"Haver" British usage: "to hem and haw." Scottish: "to maunder, to talk foolishly, to chatter, talk nonsense, to babble." Jewish: "a friend, chum, mate" - specifically someone willing to partner with you in grappling with truth and Word and life. Yep, I'm setting a high bar here...

Thursday, July 8, 2010

touching exiles

Just wrote this little ditty for next week's devotions...

The LORD spoke to Moses, saying, “Command the people of Israel that they put out of the camp everyone who is leprous or has a discharge and everyone who is unclean through contact with the dead. You shall put out both male and female, putting them outside the camp, that they may not defile their camp, in the midst of which I dwell.” And the people of Israel did so, and put them outside the camp; as the LORD said to Moses, so the people of Israel did. Numbers 5:1-4 ESV
Leprosy.

Whatever this condition was (and there is debate about that), it was judged to be a cursed blight removing the sufferer from community and fellowship and favor. HIV/AIDS would come closest in our culture — particularly considering how many Christians have responded to it as some sort of “divine retribution” and curse.

Only a handful of instances are recorded of diagnosed, malignant leprosy being cured. There was Moses’ sister Miriam in Numbers 12 and the Assyrian Captain, Naaman, in 2 Kings 5 (and then there was also Moses in Exodus 4 when he put his hand into his tunic and it came out leprous, and then putting it back in under divine direction brought it out whole and healthy. Yikes!).

The fact is the Law could only diagnose after a somewhat tedious process and then pronounce you clean or unclean.

The Law cannot change the leper’s spots.

Some suggest that lepers in biblical culture were not necessarily forced to live in their own “colonies” - that they could live in unwalled villages and even attend the synagogue (behind a screen).

But regardless they were still exiles.

They still had to stay away.

They still had to cover their mouths even as they shouted their own shame, “Unclean, unclean.”

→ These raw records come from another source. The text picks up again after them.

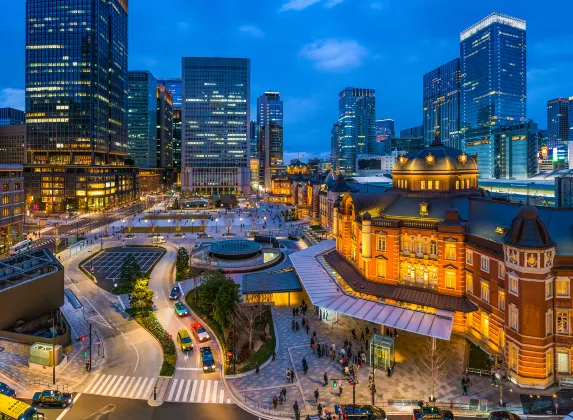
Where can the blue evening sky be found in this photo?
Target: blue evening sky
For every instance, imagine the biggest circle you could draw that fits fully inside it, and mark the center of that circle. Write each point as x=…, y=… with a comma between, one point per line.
x=311, y=49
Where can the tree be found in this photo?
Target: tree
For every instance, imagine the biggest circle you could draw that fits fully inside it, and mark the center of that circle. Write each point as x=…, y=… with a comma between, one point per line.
x=433, y=363
x=141, y=297
x=225, y=302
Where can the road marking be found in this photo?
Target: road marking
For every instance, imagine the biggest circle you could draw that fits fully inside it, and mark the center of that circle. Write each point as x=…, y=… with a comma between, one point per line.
x=172, y=390
x=207, y=391
x=134, y=388
x=125, y=381
x=96, y=378
x=114, y=377
x=106, y=380
x=187, y=389
x=141, y=389
x=215, y=385
x=63, y=413
x=193, y=391
x=115, y=386
x=179, y=390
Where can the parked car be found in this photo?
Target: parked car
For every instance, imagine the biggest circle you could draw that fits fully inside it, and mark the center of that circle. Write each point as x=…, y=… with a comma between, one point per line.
x=207, y=359
x=200, y=332
x=432, y=413
x=175, y=293
x=184, y=340
x=6, y=390
x=53, y=398
x=503, y=415
x=181, y=309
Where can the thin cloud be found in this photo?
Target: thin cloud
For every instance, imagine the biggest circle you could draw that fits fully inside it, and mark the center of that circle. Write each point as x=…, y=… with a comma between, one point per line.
x=297, y=5
x=334, y=54
x=252, y=30
x=13, y=98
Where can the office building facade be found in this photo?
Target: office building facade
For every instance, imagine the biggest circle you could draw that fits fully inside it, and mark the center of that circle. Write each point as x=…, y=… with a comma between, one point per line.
x=77, y=116
x=271, y=135
x=164, y=128
x=384, y=135
x=175, y=86
x=142, y=119
x=493, y=72
x=12, y=116
x=215, y=125
x=356, y=126
x=557, y=122
x=441, y=100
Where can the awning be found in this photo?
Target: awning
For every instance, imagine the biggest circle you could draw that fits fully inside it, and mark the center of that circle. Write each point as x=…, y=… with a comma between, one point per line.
x=323, y=291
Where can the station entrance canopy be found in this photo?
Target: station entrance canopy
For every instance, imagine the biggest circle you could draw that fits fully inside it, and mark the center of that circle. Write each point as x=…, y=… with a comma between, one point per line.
x=324, y=292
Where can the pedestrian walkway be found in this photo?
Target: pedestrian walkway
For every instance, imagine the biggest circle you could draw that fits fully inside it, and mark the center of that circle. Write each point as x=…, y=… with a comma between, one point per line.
x=132, y=387
x=197, y=391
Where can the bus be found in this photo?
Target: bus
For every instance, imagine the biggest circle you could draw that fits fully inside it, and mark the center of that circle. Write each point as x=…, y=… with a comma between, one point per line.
x=21, y=247
x=13, y=409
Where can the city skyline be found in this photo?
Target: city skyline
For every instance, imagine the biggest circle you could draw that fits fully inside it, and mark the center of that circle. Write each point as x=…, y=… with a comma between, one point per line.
x=393, y=64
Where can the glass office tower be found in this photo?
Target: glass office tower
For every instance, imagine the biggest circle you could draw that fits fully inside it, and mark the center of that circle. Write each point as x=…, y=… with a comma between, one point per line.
x=357, y=131
x=493, y=72
x=270, y=129
x=442, y=104
x=557, y=123
x=76, y=105
x=215, y=134
x=142, y=119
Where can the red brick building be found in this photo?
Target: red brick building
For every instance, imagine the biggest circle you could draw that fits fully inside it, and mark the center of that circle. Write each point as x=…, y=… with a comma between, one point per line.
x=435, y=241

This encounter with a leper wasn’t on Jesus’ itinerary. It wasn’t part of what he’d planned, more than likely, for that day. But there he was, flouting procedure and taboo and running to Jesus, and Jesus, by extending his hand, demonstrated what the kingdom he preached was all about: touching the exile, embracing the unembraceable, and cleansing what the Law can only point to as a malignant spot.